The invention discloses a metallurgical sintering synergist as well as a preparation method and application thereof. The synergist is prepared from the following raw materials in percentage by weight: 35-65% of steel slag, 0.1-2% of polyethylene glycol, 2-8% of fluorite, 0.05-2.5% of potassium permanganate, 0.5-8% of hydrogen peroxide, 1-5% of ammonium metavanadate, 0.5-2% of waste activated carbon and the balance of water. By optimizing the compound substances and using the synergist, the rotary drum quality of the sintered ore can be improved, the vertical sintering speed can be increased, the particle size composition of the sintered ore can be improved, RDI + 3.15 can be improved, the reduction degree and the molten drop performance can be improved, and the energy consumption can be reduced.

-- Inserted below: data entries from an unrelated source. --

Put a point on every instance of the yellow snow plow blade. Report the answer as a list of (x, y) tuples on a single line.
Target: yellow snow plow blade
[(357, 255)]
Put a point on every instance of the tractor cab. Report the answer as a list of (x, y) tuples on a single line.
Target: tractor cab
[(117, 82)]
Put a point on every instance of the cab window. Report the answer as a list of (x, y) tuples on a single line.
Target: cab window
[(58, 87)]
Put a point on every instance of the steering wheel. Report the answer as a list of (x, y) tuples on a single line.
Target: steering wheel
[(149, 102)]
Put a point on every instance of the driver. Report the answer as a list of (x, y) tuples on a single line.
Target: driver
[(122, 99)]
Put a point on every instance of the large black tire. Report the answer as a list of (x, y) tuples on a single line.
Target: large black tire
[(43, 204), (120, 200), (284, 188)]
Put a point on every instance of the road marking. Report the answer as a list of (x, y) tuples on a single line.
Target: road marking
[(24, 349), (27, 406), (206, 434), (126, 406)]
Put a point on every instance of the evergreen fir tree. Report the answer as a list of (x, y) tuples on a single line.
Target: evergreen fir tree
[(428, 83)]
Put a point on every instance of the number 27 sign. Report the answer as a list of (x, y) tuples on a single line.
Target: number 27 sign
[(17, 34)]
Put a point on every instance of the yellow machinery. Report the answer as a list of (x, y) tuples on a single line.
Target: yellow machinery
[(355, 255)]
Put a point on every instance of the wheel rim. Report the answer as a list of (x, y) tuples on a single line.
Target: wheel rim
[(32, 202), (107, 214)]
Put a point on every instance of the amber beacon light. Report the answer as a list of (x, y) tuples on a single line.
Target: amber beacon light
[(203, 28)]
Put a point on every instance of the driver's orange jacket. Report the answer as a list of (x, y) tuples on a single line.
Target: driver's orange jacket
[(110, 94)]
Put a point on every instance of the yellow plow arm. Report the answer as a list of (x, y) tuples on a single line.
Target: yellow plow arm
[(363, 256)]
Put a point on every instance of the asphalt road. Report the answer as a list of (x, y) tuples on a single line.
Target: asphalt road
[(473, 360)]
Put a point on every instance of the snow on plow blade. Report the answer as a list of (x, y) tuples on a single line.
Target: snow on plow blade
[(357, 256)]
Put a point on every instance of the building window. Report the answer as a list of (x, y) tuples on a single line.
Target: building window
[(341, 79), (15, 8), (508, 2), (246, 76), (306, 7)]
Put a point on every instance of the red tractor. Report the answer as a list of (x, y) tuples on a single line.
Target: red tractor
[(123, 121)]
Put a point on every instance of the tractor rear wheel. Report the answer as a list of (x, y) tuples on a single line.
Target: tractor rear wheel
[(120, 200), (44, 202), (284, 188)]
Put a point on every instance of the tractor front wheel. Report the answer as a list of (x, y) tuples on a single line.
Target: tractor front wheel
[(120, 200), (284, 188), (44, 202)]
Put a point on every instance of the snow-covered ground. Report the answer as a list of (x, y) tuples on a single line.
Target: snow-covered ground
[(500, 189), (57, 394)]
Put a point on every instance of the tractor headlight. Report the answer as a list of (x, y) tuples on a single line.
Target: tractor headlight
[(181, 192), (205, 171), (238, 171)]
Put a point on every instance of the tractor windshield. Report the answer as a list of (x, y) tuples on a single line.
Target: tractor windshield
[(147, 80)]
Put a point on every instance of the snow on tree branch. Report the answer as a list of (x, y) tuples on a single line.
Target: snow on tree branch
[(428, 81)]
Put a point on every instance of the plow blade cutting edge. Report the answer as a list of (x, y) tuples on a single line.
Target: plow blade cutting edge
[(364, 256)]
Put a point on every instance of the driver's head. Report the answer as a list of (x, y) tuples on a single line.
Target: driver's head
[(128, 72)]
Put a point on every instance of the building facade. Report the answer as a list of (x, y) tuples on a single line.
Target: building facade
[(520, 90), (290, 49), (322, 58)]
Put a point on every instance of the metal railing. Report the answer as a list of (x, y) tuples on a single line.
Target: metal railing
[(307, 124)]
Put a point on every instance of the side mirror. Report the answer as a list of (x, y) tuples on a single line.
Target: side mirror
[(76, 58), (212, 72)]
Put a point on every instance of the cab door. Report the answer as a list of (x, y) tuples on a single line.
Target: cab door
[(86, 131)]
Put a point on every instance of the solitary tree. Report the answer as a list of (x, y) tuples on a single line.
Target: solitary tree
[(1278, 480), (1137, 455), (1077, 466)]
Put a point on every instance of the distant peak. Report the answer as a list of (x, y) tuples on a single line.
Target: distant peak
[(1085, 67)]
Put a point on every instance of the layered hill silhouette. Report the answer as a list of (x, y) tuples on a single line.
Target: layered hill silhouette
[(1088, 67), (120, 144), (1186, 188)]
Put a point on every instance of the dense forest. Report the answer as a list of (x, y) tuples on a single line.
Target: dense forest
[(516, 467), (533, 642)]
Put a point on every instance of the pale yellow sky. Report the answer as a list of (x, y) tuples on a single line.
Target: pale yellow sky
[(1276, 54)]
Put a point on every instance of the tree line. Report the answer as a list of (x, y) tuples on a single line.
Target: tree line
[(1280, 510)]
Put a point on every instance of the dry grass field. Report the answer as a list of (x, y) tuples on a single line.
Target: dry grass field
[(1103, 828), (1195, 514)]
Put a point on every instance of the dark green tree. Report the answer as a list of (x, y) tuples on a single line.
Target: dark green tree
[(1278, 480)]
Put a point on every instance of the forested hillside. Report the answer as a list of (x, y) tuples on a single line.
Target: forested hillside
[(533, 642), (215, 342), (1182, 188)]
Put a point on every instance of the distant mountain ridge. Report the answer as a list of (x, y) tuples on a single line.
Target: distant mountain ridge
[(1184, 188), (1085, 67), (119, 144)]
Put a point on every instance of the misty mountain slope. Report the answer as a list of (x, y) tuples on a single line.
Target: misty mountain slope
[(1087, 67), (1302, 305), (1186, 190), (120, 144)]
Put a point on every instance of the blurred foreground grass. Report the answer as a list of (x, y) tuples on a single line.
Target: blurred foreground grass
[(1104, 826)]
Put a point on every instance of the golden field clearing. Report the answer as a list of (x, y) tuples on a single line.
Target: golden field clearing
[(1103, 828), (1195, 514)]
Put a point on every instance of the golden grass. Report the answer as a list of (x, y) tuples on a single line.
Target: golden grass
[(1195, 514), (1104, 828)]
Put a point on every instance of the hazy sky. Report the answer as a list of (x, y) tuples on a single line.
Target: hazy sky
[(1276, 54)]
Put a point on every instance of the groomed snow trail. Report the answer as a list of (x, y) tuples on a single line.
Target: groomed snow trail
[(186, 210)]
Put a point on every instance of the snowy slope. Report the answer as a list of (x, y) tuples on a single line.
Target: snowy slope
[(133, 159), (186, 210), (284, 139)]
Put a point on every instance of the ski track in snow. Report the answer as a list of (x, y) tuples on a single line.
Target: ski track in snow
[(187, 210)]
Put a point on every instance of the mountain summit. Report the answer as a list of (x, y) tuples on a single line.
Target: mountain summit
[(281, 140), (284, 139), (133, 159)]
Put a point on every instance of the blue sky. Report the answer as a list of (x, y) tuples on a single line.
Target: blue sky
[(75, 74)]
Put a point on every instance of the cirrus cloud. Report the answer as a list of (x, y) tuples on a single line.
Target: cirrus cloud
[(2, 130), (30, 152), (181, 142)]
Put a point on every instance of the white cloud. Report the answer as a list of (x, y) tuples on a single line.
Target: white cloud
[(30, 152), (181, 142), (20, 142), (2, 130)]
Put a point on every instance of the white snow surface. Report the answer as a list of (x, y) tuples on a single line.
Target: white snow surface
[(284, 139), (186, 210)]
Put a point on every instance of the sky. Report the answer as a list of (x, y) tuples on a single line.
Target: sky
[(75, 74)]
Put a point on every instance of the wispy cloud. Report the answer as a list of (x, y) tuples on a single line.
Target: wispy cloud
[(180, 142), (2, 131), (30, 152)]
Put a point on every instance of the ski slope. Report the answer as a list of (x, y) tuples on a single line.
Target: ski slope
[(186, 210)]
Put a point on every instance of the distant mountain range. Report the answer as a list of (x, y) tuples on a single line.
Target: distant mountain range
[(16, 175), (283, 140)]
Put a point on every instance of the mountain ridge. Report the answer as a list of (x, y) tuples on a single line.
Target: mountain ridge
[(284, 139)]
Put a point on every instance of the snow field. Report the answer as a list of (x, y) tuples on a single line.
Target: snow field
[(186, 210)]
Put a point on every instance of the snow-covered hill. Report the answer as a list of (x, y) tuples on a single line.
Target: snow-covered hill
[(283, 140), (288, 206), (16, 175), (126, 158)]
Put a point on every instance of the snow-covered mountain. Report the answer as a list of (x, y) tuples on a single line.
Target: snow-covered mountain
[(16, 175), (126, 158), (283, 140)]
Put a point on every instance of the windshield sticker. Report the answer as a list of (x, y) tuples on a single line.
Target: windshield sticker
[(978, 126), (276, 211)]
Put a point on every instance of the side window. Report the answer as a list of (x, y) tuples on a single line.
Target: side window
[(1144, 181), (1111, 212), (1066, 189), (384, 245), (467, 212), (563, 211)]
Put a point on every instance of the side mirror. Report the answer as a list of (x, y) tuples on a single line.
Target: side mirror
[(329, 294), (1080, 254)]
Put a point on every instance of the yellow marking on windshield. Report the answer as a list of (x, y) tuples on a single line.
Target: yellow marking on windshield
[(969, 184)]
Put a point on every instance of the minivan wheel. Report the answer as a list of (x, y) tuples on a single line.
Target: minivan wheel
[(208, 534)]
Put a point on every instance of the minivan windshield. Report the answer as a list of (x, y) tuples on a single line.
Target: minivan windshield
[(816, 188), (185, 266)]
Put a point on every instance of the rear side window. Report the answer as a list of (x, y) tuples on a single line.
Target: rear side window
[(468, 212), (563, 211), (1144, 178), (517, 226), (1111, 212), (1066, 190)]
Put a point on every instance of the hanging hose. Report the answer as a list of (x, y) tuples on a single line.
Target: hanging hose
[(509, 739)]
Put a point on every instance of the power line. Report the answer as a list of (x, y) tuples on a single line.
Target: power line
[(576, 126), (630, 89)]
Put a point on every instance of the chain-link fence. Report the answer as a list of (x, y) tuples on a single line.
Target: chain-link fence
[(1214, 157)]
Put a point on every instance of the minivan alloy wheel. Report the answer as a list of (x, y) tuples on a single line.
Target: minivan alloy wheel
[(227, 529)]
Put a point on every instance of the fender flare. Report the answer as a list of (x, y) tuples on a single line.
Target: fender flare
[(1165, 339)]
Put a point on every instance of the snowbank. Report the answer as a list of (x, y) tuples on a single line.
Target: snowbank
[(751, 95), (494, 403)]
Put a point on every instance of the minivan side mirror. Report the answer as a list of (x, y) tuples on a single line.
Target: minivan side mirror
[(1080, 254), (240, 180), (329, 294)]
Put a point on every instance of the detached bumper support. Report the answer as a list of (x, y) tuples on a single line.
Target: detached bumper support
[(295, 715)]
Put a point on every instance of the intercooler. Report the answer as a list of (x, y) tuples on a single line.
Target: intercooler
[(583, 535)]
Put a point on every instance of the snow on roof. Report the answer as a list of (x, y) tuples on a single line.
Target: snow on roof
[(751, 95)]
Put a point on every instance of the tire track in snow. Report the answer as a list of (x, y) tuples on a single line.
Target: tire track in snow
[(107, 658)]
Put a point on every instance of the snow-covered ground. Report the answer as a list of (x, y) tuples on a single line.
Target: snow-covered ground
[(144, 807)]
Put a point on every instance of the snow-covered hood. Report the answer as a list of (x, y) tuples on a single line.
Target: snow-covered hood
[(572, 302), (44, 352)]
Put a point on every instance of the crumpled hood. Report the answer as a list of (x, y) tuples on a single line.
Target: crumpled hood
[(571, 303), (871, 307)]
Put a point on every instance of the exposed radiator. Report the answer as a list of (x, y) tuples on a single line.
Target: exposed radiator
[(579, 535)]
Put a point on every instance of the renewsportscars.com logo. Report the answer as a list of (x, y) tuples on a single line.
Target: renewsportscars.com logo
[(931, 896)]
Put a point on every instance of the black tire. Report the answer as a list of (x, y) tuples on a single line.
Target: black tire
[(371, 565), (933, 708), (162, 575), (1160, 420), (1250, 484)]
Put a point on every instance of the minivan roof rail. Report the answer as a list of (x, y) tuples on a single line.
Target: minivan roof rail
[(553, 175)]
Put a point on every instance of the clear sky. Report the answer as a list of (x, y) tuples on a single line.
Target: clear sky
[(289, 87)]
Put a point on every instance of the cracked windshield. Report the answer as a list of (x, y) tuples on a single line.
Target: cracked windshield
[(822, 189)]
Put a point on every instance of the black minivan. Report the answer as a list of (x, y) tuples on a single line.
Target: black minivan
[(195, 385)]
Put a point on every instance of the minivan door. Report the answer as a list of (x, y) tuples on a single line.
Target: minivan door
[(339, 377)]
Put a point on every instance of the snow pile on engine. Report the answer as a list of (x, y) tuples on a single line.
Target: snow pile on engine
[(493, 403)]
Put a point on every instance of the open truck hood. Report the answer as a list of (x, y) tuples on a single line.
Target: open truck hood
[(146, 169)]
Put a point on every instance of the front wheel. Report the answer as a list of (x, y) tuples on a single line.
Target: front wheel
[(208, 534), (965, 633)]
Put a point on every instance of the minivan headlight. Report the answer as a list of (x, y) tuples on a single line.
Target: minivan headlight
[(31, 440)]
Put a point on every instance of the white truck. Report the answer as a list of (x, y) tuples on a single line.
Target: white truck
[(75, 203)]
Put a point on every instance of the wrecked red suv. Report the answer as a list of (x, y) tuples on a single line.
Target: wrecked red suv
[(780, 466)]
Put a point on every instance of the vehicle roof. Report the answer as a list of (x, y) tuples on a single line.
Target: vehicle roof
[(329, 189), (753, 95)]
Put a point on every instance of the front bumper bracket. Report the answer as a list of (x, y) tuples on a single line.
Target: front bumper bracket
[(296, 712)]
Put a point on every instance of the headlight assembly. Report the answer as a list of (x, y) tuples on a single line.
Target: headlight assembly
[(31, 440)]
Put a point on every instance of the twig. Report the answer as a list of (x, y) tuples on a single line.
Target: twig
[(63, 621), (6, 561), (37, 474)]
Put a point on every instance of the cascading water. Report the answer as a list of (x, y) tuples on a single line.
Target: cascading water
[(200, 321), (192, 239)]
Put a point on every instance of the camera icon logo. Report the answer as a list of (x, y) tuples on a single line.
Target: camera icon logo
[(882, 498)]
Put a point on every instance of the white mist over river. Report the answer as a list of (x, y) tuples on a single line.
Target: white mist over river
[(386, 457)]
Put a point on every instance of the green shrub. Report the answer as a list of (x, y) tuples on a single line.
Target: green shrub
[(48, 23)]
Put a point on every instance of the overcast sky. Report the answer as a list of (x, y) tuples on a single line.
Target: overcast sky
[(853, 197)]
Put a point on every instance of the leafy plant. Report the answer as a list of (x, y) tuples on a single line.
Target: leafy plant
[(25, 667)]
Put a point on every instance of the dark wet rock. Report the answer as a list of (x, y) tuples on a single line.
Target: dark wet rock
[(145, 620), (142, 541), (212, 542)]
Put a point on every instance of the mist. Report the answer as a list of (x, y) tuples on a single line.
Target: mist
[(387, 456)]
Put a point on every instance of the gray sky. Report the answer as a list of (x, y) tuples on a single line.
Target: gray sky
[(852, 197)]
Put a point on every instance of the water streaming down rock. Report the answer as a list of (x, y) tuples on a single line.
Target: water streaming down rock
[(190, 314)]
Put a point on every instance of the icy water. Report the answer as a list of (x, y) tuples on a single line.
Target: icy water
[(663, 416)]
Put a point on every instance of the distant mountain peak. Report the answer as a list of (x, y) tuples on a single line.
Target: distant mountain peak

The invention relates to a magnesium-iron-calcium complexing compound flux for a puddling and sintering ore. The magnesium-iron-calcium complexing compound flux for the puddling and sintering ore is prepared from the components in percentage by mass: 0.25 percent to 0.75 percent of organic high-viscosity material, 11 percent to 13 percent of oxygenation sintering flux, and 86.25 percent to 88.75 percent of flux carrier. The organic high-viscosity material is a mixture of one or two of carboxymethylcellulose and a water soluble resin and is 0.25 percent to 0.75 percent by mass; the oxygenationsintering flux is iron oxide red (Fe2O3), has the granularity being less than or equal to 0.044mm, and is 11 percent to 13 percent by mass; and the flux carrier is a mixture of one or two of high-ironhigh-calcium refiring magnesium powder and calcite powder, and is 86.25 percent to 88.75 percent by mass. According to the magnesium-iron-calcium complexing compound flux for the puddling and sintering ore provided by the invention, more than 90 percent of sintering mixture is bonded and pelletized, so that the permeability of a sintered layer is improved, the height of the sintered layer is favorably increased, the solid fuel consumption is reduced, and low-temperature sintering is realized. The permeability of a sintered layer is improved, the sintering speed and the yield are improved, low-negative-pressure air-extracting and sintering can be adopted, the electric consumption is saved, and the energy is saved.

The sintering method comprises the following steps: S1, carrying out crushing and ball-milling treatment on coarse-grained ferromanganese ore, limestone and return mine, and then carrying out high-pressure roller milling to obtain a pretreated raw material; s2, after the pretreated raw materials are subjected to optimized ore blending, a binder is added and mixed uniformly, and a mixture is obtained; s3, pelletizing the mixture obtained in the step S2; s4, carrying out external rolling on the green pellets to obtain a solid fuel, so as to obtain a uniformly mixed material; and S5, distributing the uniformly mixed material, and then sequentially performing drying, ignition sintering, heat preservation, cooling, crushing and size stabilization to obtain finished pellets. In order to solve the problem that a liquid phase is difficult to form in the ferromanganese ore sintering process, a ball milling and high-pressure roller milling combined treatment process is utilized, the specific surface area of the ferromanganese ore is increased, the surface activity and reaction activity of the ferromanganese ore are improved, migration and activation of atoms in the high-temperature sintering process are promoted, the forming ability of a sintering liquid phase is improved, and the liquid phase amount is increased, so that the liquid phase consolidation effect of the ferromanganese ore is promoted; the sintering strength is improved.